We systematically investigated the reaction mechanism and effect of O ₂ on N ₂O reduction by NH ₃ over an Fe-Mordenite (MOR) catalyst. O ₂ has no inhibitory effect on N ₂O reduction, and NH ₃ selective catalytic reduction (SCR) of N ₂O is superior to NH ₃ oxidation by O ₂. We found that the mechanism of NH ₃ SCR of N ₂O involves the redox cycle of Fe(III)-OH sites, with Fe(III)-OH reduction by NH ₃ as the first and rate-determining step. Then N ₂O is activated at the reduced Fe(II)-OH sites into NO/N or N ₂/O, reoxidizing the Fe(II)-OH into Fe(III)-OH sites.
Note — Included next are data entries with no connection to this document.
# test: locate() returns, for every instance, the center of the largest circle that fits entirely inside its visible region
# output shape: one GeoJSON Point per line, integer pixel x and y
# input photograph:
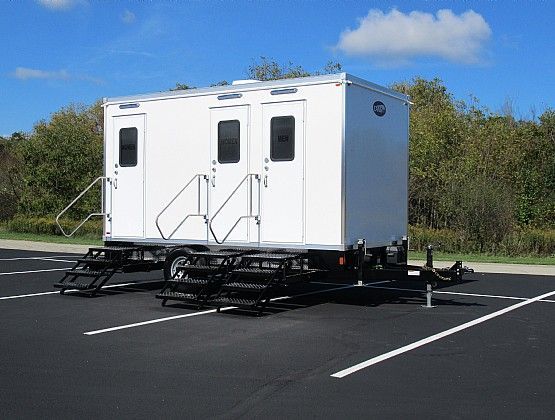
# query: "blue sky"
{"type": "Point", "coordinates": [56, 52]}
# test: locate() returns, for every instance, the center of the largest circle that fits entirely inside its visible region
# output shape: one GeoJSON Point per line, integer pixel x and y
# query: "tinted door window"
{"type": "Point", "coordinates": [282, 140]}
{"type": "Point", "coordinates": [128, 146]}
{"type": "Point", "coordinates": [229, 147]}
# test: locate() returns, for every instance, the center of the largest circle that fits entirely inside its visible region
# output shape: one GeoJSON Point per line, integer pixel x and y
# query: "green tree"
{"type": "Point", "coordinates": [10, 174]}
{"type": "Point", "coordinates": [269, 69]}
{"type": "Point", "coordinates": [61, 157]}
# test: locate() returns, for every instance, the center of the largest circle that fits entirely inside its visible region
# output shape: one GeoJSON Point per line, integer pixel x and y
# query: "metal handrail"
{"type": "Point", "coordinates": [256, 217]}
{"type": "Point", "coordinates": [198, 214]}
{"type": "Point", "coordinates": [102, 213]}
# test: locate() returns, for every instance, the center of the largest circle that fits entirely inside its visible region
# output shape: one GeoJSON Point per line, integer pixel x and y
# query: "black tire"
{"type": "Point", "coordinates": [173, 259]}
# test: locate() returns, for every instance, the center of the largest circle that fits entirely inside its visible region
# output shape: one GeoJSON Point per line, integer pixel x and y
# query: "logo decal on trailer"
{"type": "Point", "coordinates": [379, 108]}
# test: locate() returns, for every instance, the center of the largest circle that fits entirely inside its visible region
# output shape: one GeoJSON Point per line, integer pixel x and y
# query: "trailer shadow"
{"type": "Point", "coordinates": [357, 296]}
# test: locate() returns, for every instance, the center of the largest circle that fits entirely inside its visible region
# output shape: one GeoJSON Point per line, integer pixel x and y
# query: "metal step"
{"type": "Point", "coordinates": [255, 271]}
{"type": "Point", "coordinates": [86, 273]}
{"type": "Point", "coordinates": [239, 285]}
{"type": "Point", "coordinates": [73, 285]}
{"type": "Point", "coordinates": [114, 248]}
{"type": "Point", "coordinates": [232, 301]}
{"type": "Point", "coordinates": [189, 280]}
{"type": "Point", "coordinates": [177, 296]}
{"type": "Point", "coordinates": [269, 256]}
{"type": "Point", "coordinates": [216, 254]}
{"type": "Point", "coordinates": [198, 268]}
{"type": "Point", "coordinates": [96, 261]}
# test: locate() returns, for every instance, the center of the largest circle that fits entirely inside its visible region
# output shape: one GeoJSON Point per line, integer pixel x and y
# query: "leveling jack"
{"type": "Point", "coordinates": [373, 268]}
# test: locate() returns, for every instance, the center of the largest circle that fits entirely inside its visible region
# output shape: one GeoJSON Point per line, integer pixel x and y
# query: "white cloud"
{"type": "Point", "coordinates": [128, 17]}
{"type": "Point", "coordinates": [25, 73]}
{"type": "Point", "coordinates": [396, 37]}
{"type": "Point", "coordinates": [58, 4]}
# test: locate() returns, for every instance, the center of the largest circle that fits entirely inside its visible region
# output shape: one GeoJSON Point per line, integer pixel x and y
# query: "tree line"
{"type": "Point", "coordinates": [475, 172]}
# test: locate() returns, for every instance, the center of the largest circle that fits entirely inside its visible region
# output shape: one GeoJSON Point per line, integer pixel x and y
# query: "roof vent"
{"type": "Point", "coordinates": [244, 82]}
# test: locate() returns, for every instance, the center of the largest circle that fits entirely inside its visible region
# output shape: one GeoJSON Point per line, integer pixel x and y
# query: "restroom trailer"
{"type": "Point", "coordinates": [313, 163]}
{"type": "Point", "coordinates": [238, 188]}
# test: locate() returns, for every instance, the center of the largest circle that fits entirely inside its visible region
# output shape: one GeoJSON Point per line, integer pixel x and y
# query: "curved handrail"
{"type": "Point", "coordinates": [257, 177]}
{"type": "Point", "coordinates": [198, 214]}
{"type": "Point", "coordinates": [103, 213]}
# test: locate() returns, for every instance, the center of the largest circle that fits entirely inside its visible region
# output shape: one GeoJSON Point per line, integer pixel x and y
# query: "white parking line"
{"type": "Point", "coordinates": [75, 290]}
{"type": "Point", "coordinates": [455, 293]}
{"type": "Point", "coordinates": [210, 311]}
{"type": "Point", "coordinates": [438, 336]}
{"type": "Point", "coordinates": [35, 271]}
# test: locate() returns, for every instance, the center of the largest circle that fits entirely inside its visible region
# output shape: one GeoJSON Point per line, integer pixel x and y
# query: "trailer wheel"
{"type": "Point", "coordinates": [174, 260]}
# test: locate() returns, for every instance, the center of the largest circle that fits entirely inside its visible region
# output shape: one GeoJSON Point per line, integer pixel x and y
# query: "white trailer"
{"type": "Point", "coordinates": [237, 191]}
{"type": "Point", "coordinates": [312, 163]}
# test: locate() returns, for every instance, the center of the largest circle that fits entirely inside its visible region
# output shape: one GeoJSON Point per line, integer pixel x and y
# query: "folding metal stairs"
{"type": "Point", "coordinates": [260, 277]}
{"type": "Point", "coordinates": [99, 264]}
{"type": "Point", "coordinates": [200, 277]}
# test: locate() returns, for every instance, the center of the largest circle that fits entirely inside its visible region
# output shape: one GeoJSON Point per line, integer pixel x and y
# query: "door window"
{"type": "Point", "coordinates": [128, 146]}
{"type": "Point", "coordinates": [229, 146]}
{"type": "Point", "coordinates": [282, 138]}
Next, the NO formed in situ reacts with adsorbed NH ₂ to form NH ₂NO, which further decomposes to N ₂ and water. In addition, some NO may join with O to form NO ₂, which reacts with NH ₄ ⁺ to produce NH ₄NO ₂ and further decomposes to N ₂ and water. It is possible that under the steady state, N-NO breaking accounts for two-thirds of N ₂O splitting. The formation of NO intermediates plays a crucial role in this reaction. The structural arrangement of MOR zeolites and the high content of Fe ions provides two proximal Fe ions, that is, Fe(III) ···Fe(III) pairs, as the active sites for this N-NO breaking, resulting in the high activity of Fe-MOR.